ViaCyte’s PEC-01 cells are the biological component of both PEC-Direct and PEC-Encap product candidates. PEC-01 pancreatic progenitor cells are manufactured from pluripotent stem cells and are designed to further differentiate and mature after implantation, not only to fully functioning insulin-producing beta cells, but also to the other endocrine cell types that make up the normal healthy human pancreatic islet. This mixture of pancreatic cell types is expected to produce on-demand the necessary insulin, along with other hormones that are important for the regulation of glucose (sugar) in the blood including glucagon, somatostatin, and amylin.

About ViaCyte

ViaCyte is a privately-held regenerative medicine company developing novel cell replacement therapies as potential long-term diabetes treatments to reduce the risk of hypoglycemia and diabetes-related complications. ViaCyte’s product candidates are based on the derivation of pancreatic progenitor cells, which are then implanted in a durable and retrievable cell delivery device. Once implanted and matured, these cells are designed to secrete insulin and other pancreatic hormones in response to blood glucose levels. ViaCyte has two products in development.
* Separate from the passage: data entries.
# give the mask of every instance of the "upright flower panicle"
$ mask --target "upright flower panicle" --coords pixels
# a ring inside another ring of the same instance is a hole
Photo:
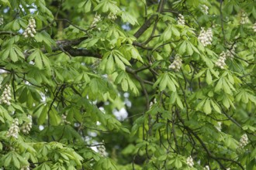
[[[246,134],[244,134],[240,139],[239,147],[243,148],[248,144],[248,137]]]
[[[187,158],[187,165],[190,167],[193,167],[194,165],[193,158],[191,156]]]
[[[33,17],[30,17],[29,20],[29,26],[25,29],[23,36],[25,38],[28,38],[29,36],[34,37],[35,34],[36,33],[36,20]]]
[[[224,66],[226,66],[226,53],[225,52],[222,52],[220,54],[220,57],[219,60],[216,61],[216,63],[215,63],[217,66],[219,66],[221,69],[224,69]]]
[[[32,116],[28,115],[28,118],[29,120],[29,122],[26,122],[21,128],[21,131],[24,134],[29,134],[32,128]]]
[[[12,121],[12,124],[7,131],[7,137],[13,137],[15,138],[18,138],[19,134],[19,121],[17,118],[15,118]]]
[[[205,14],[208,14],[208,10],[209,10],[209,7],[208,6],[206,6],[206,5],[202,5],[202,6],[201,6],[201,11],[203,12],[203,13],[205,13]]]
[[[11,99],[12,99],[11,87],[10,85],[7,85],[2,94],[0,103],[5,104],[8,106],[9,106],[11,105],[11,102],[10,102]]]
[[[213,41],[213,31],[211,28],[209,28],[207,31],[205,31],[204,28],[201,28],[200,34],[198,37],[203,46],[212,45]]]
[[[237,45],[234,44],[230,49],[227,49],[226,52],[226,56],[233,59],[234,54],[236,52]]]
[[[241,20],[240,21],[240,24],[246,24],[248,23],[249,22],[249,19],[248,19],[248,15],[247,13],[245,13],[244,12],[242,12],[242,15],[241,15]]]
[[[182,14],[178,14],[178,24],[182,25],[182,26],[185,25],[185,19],[184,19],[184,16]]]
[[[182,66],[182,60],[181,59],[181,56],[178,54],[177,54],[175,60],[169,66],[169,69],[173,69],[175,71],[178,71],[181,69]]]

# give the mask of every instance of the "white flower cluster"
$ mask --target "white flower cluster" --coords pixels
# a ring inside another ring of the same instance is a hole
[[[208,14],[208,10],[209,10],[209,7],[208,6],[206,6],[206,5],[202,5],[202,6],[201,6],[201,11],[203,12],[203,13],[205,13],[205,14]]]
[[[152,107],[153,104],[156,104],[157,103],[157,99],[154,98],[154,101],[150,101],[150,108]]]
[[[0,17],[0,26],[3,25],[4,24],[4,17],[2,15]]]
[[[234,45],[232,46],[232,49],[228,49],[228,50],[226,52],[226,56],[233,59],[233,58],[234,58],[234,54],[235,52],[236,52],[236,47],[237,47],[237,45],[234,44]]]
[[[215,126],[215,128],[216,128],[218,131],[221,131],[221,121],[218,121],[217,125]]]
[[[187,158],[187,165],[190,167],[193,167],[194,165],[193,158],[191,156]]]
[[[20,170],[29,170],[29,165],[27,165],[27,166],[23,166],[20,168]]]
[[[220,67],[221,69],[224,69],[224,66],[226,66],[225,61],[226,61],[226,53],[225,52],[222,52],[220,54],[220,57],[218,59],[218,60],[216,62],[216,65],[219,67]]]
[[[109,13],[109,15],[108,15],[108,19],[110,19],[110,20],[116,20],[117,19],[116,15],[113,13]]]
[[[21,131],[24,134],[29,134],[32,128],[32,116],[28,115],[28,118],[29,119],[29,122],[26,122],[21,128]]]
[[[208,165],[206,165],[206,167],[203,168],[203,170],[209,170],[209,167]]]
[[[67,115],[66,114],[62,114],[61,115],[62,121],[66,124],[71,124],[70,121],[67,121]]]
[[[9,85],[7,85],[2,94],[0,103],[6,104],[8,106],[9,106],[11,105],[11,102],[10,102],[11,99],[12,99],[11,87]]]
[[[204,29],[204,28],[201,28],[200,34],[198,38],[202,46],[207,46],[208,45],[212,44],[213,41],[213,31],[211,28],[209,28],[207,31]]]
[[[18,138],[19,130],[19,121],[17,118],[15,118],[10,128],[7,131],[7,137],[13,137],[15,138]]]
[[[240,139],[239,147],[243,148],[246,144],[248,144],[248,137],[246,134],[244,134]]]
[[[241,20],[240,21],[240,24],[246,24],[249,22],[248,15],[244,12],[242,12]]]
[[[185,25],[184,16],[182,14],[178,14],[178,24],[183,25],[183,26]]]
[[[254,32],[256,32],[256,22],[254,23],[254,25],[252,27],[252,29],[254,29]]]
[[[29,26],[23,32],[23,36],[25,38],[28,38],[29,36],[34,37],[36,33],[36,20],[31,17],[29,20]]]
[[[182,60],[179,55],[176,55],[175,60],[169,66],[169,69],[173,69],[175,71],[178,71],[182,66]]]
[[[106,148],[103,144],[99,145],[98,147],[98,150],[99,150],[99,153],[102,155],[102,156],[106,156]]]
[[[91,27],[95,27],[97,26],[97,23],[101,20],[101,15],[95,15],[93,18],[92,23],[91,24]]]

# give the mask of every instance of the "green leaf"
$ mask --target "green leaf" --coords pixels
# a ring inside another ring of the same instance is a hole
[[[48,107],[47,106],[43,107],[43,109],[42,110],[42,112],[40,113],[40,117],[38,117],[37,124],[43,124],[47,119]]]
[[[9,0],[1,0],[0,3],[2,4],[3,5],[8,5],[10,8],[12,7]]]
[[[178,53],[180,55],[182,55],[185,53],[185,50],[186,50],[186,42],[183,41],[183,42],[181,43],[179,48],[178,48]]]
[[[213,83],[213,77],[209,70],[206,71],[206,83],[209,85]]]
[[[206,99],[205,105],[203,106],[203,111],[206,114],[209,114],[212,112],[212,107],[210,106],[210,99]]]

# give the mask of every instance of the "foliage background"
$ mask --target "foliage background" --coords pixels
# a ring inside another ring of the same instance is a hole
[[[1,94],[12,94],[0,106],[2,168],[256,168],[254,1],[0,3]],[[222,52],[233,56],[224,69]],[[7,135],[15,118],[17,138]]]

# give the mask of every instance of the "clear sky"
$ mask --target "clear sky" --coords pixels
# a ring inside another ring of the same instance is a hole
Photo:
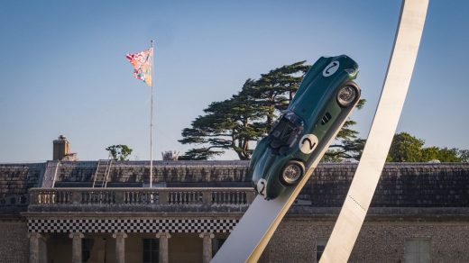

The PEC-Direct™ product candidate delivers the pancreatic progenitor cells in a non-immunoprotective device and is being developed for type 1 diabetes patients who have severe hypoglycemic episodes, extreme glycemic lability, and/or impaired awareness of hypoglycemia. The PEC-Encap™ (also known as VC-01) product candidate delivers pancreatic progenitor cells in an immunoprotective device and is currently being evaluated in a Phase 1/2 trial in patients with type 1 diabetes who have minimal to no insulin-producing beta cell function. ViaCyte is headquartered in San Diego, California. The Company is funded in part by the California Institute for Regenerative Medicine (CIRM) and JDRF.